PDF(Pubmed)
Abstract:
Chemotherapy has already proven widely effective in treating cancer. Chemotherapeutic agents usually include DNA damaging agents and non-DNA damaging agents. Assessing genotoxic effect is significant during chemotherapy drug development, since the ability to attack DNA is the major concern for DNA damaging agents which relates to the therapeutic effect, meanwhile genotoxicity should also be evaluated for chemotherapy agents\' safety especially for non-DNA damaging agents.
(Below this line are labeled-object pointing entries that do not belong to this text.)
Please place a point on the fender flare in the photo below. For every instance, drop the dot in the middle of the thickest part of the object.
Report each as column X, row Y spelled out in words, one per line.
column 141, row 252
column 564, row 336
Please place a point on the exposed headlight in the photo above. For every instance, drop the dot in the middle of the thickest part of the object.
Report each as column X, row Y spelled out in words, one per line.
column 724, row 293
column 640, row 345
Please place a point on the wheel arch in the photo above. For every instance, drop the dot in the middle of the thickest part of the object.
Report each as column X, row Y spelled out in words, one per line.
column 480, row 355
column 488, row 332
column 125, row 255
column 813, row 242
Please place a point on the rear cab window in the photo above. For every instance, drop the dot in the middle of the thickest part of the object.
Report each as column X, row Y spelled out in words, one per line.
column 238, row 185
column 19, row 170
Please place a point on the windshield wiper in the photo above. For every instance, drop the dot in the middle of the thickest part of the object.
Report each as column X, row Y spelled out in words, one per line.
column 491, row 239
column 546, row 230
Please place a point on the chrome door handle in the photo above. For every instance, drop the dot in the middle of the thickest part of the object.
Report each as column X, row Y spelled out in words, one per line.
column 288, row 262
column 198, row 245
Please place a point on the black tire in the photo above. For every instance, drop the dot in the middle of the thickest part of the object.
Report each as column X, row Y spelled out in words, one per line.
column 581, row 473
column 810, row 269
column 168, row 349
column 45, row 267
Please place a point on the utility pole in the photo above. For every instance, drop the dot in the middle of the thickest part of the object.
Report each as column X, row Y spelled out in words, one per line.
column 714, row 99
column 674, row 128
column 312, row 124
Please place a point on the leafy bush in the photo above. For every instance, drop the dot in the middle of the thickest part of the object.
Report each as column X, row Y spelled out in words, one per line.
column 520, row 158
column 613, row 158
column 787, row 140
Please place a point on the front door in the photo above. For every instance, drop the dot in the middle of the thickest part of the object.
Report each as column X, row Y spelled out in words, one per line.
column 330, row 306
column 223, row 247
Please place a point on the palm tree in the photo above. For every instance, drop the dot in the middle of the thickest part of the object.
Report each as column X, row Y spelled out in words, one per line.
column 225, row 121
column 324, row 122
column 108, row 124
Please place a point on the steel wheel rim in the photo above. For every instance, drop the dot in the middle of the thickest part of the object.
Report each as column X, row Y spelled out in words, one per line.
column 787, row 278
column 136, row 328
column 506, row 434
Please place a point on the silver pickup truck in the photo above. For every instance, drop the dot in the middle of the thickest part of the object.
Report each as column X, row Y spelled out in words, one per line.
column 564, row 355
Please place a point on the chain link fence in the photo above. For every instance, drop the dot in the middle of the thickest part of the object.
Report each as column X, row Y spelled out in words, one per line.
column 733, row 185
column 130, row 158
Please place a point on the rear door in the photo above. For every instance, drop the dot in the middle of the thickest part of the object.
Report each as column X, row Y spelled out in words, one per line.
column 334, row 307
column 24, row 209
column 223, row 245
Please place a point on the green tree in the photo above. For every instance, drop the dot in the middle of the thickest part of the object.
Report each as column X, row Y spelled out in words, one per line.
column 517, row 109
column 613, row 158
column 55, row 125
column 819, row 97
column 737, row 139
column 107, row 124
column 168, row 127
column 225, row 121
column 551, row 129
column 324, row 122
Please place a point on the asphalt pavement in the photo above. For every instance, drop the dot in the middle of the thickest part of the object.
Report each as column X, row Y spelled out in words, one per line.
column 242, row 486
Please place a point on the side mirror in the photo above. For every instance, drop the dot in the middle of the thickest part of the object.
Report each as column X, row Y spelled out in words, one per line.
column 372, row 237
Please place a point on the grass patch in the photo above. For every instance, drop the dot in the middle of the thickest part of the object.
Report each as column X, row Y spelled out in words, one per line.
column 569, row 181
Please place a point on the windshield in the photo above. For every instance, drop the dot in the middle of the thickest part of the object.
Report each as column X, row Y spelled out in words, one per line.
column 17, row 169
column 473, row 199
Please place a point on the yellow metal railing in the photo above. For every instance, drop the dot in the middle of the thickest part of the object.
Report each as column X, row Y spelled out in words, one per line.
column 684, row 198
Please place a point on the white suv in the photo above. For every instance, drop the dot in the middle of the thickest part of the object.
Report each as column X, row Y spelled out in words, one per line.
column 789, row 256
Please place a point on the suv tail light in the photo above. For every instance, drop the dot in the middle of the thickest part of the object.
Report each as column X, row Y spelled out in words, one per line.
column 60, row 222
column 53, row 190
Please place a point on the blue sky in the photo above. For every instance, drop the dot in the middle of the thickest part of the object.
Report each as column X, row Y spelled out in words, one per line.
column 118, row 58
However, currently applicability of in vitro genotoxicity assays is hampered by the fact that genotoxicity results have comparatively high false positive rates. γ-H2AX has been shown to be a bifunctional biomarker reflecting both DNA damage response and repair. Previously, we developed an in vitro genotoxicity assay based on γ-H2AX quantification using mass spectrometry. Here, we employed the assay to quantitatively assess the genotoxic effects of 34 classic chemotherapy agents in HepG2 cells. Results demonstrated that the evaluation of cellular γ-H2AX could be an effective approach to screen and distinguish types of action of different classes of chemotherapy agents. In addition, two crucial indexes of DNA repair kinetic curve, i.e., k (speed of γ-H2AX descending) and t50 (time required for γ-H2AX to drop to half of the maximum value) estimated by our developed online tools were employed to further evaluate nine representative chemotherapy agents, which showed a close association with therapeutic index or carcinogenic level. The present study demonstrated that mass spectrometric quantification of γ-H2AX may be an appropriate tool to preliminarily evaluate genotoxic effects of chemotherapy agents.
摘要:
化疗已被证明在治疗癌症方面广泛有效。化学治疗剂通常包括DNA损伤剂和非DNA损伤剂。在化疗药物开发过程中,评估遗传毒性作用是很重要的。因为攻击DNA的能力是与治疗效果相关的DNA损伤剂的主要关注点,同时,还应评估化疗药物的遗传毒性,尤其是非DNA损伤药物的安全性。然而,由于遗传毒性结果具有相对较高的假阳性率,因此目前体外遗传毒性测定的适用性受到阻碍。γ-H2AX已被证明是反映DNA损伤反应和修复的双功能生物标志物。以前,我们开发了一种基于γ-H2AX质谱定量的体外遗传毒性测定。这里,我们采用该方法定量评估了34种经典化疗药物对HepG2细胞的遗传毒性作用.结果表明,细胞γ-H2AX的评估可能是筛选和区分不同类型化疗药物作用类型的有效方法。此外,DNA修复动力学曲线的两个关键指标,即,通过我们开发的在线工具估计的k(γ-H2AX下降的速度)和t50(γ-H2AX下降到最大值的一半所需的时间)用于进一步评估九种代表性化疗药物。显示与治疗指数或致癌水平密切相关。本研究表明,γ-H2AX的质谱定量可能是初步评估化疗药物遗传毒性作用的合适工具。